The Paris trip is all-too-obviously for the express purpose of writing this book. The author is the ‘guest’ of many of the high-priced establishments. One can only assume that this comes with the understanding that they will be given a ‘write-up’, although I doubt that the Lido would be particularly thrilled with theirs. The gruelling schedule of a food-writer on a mission comes through only too clearly as Downes frets over delays that might make him late for lunch. Even his dinner with his parents-in-law is, this time, a business appointment.

Nonetheless, Paris on a Plate contains useful information about what’s hot and what’s not on the Paris gastronomy scene (and the Sydney scene, as the Melbournian Downes takes a sling at Sydney’s Icebergs). Downes’s conclusion that French chefs are being out-performed elsewhere in the world is unlikely to discourage the visitor seeking traditional French food, well-prepared, and Chartier, the Lyonnais and Willi’s Wine Bar emerge as worthy contenders. You may wish to pass on paying 95 Euros (currently around A$160) for a main course at the likes of Ledoyen, but armed with this book, at least you’ll be forewarned.

Jan O'Connell 18 February 07



Familiar country

Tastes of the Outback: Culinary journeys off the beaten track RMW Classic Publications RRP $34.95 paperback

There’s no author listed for this fat, glossy publication. Most likely it was penned by a copywriter or a PR consultant. There’s a strong publicity element about this book, which has clearly been underwritten by Meat & Livestock Australia and Tourism Australia, both of whom have their logos prominently featured. Despite this, the photographs by Jeremy Simons (at least he gets a credit) are wonderfully evocative and whole exercise comes off rather well.

The book is as much a travel brochure as it is a cookbook. It features a number of iconic outback properties, at which you can stay, experience the ‘real Australia’ and be extremely well fed. These range from El Questro in the Kimberleys to Trilby Station in outback New South Wales and Daintree Lodge in Tropical North Queensland. Other chapters feature noted food regions, such as the Barossa, the Riverland and the Orange region of New South Wales.
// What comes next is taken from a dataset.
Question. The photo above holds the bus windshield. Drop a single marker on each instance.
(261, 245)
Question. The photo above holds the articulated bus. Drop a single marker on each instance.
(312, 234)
The CWA gets a couple of chapters too, even though it doesn’t really fit with the rest of the book.

The recipes range from the traditional (Damper, Jackaroo’s Pie and Outback Beef Stew) to the somewhat incongruous (Lamb Cutlets on a Nicoise Salad). Some of them have a fairly significant reliance on store-cupboard ingredients like tins of creamed corn – not exactly gourmet fare. Then, of course, there are the pieces de resistance of country cooking: sponge rolls, fruit cakes and steamed puddings, courtesy of the CWA ladies.

I doubt that I’ll ever use this book to cook from (although the Wattleseed Merigue with Quandong Sauce sounds like a nice change from your usual Pavlova), but it captures something of the essence of outback Australia. It would make a great gift for an overseas friend or visitor. And it provides plenty of visual stimulation for Aussie city dwellers – maybe enough to have you heading out for a taste of the bush.

Jan O'Connell 18 February 07

I agree, there's a big gap between image and text which lets this book down. Jeremy Simons photographs are observant, and the design is clean and attractive (although it gets formulaic - if the food shot has yellow and green elements, the opposite page photograph has the same colours). Some spreads are really nice, I loved this detail of a stack of multicoloured enamel plates. Some of the grid's have individual images that cry out to be full pages.

The CWA cookery competition section just looks stodgy, with flat colour, black and white images that look like they've been taken by someone else (although there's no separate credit).

A common narrator writing about these various bits of Australian life would have helped a lot, now it feels a bit like a catalogue with obvious advertorial that after 320 glossy pages someone said, 'that's enough!'. And sent it off to China to be printed (very nicely).

Forget the recipes, eat the pictures.